The UK will soon ban boiling live crustaceans such as lobsters, shrimp, and octopuses.
The proposed ban comes after a study has proven that these cephalopods and crustaceans can feel pain.
It is expected that UK Animal Welfare Bill will be updated to include lobsters and cephalopods as sentient beings, granting them ‘greater’ protection.
However, the government has released a statement to say the ban will not affect the restaurant or fishing industry.
UK lobster boiling ban
For years, animal welfare activists have demanded to ban boiling lobsters and other sea creatures.
Dubbed as “unnecessary torture”, lobsters that are boiled are known to experience immense suffering and writhe wildly while trying to escape the scalding water.
Research by the London School of Economics and Political Science (LSE) found strong evidence that lobsters, shrimp, squid and octopuses all experience pain.
Animal Welfare Minister, Lord Zac Goldsmith, has said: “The Animal Welfare Sentience Bill provides a crucial assurance that animal well-being is rightly considered when developing new laws.
“The science is now clear that decapods and cephalopods can feel pain and therefore it is only right they are covered by this vital piece of legislation.”
Additionally, the report recommends declawing of crab claws and wholesale of live decapods and crustaceans to the untrained also be banned.
Instead, the reports recommended greater investment into more ‘humane’ killing practices of these beings, such as quick electrocution.
What happens next?
While we welcome this news, the UK government has assured the new ban will not affect the intensive fishing or restaurant industry.

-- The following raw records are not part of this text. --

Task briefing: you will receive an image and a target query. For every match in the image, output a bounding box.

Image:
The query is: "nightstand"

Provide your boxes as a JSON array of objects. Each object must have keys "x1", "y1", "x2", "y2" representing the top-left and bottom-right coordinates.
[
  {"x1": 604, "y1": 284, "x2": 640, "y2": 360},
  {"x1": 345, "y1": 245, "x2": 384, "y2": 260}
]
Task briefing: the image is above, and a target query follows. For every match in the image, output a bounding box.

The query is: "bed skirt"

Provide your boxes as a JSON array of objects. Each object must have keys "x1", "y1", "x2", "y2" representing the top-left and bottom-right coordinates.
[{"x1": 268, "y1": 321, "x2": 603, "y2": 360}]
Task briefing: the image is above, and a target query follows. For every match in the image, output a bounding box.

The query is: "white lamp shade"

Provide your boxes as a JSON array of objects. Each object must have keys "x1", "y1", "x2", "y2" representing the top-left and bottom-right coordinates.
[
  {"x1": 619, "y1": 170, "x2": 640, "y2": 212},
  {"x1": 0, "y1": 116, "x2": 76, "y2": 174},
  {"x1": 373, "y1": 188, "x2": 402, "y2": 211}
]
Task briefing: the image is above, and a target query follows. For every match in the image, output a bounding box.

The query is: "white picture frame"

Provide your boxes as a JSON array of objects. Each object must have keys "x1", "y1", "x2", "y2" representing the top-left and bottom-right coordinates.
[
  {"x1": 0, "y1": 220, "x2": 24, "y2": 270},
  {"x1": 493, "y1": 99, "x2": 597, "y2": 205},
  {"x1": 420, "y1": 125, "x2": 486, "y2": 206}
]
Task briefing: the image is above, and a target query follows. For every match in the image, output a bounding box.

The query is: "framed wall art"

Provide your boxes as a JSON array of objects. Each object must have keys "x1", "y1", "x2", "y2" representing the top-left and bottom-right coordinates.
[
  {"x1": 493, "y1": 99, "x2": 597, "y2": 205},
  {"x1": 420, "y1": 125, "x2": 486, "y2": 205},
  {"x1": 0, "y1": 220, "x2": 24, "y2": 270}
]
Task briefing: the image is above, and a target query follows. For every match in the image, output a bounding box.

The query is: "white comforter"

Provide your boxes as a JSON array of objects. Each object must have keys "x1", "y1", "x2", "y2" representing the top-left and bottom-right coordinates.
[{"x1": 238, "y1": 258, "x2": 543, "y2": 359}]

In a statement, the government revealed: “Today’s announcement will not affect any existing legislation or industry practices such as fishing. There will be no direct impact on the shellfish catching or restaurant industry.
“Instead, it is designed to ensure animal welfare is well considered in future decision-making.”
To ensure animal welfare is prioritised, we recommend leaving all sea creatures and beings in the oceans and off dinners plates.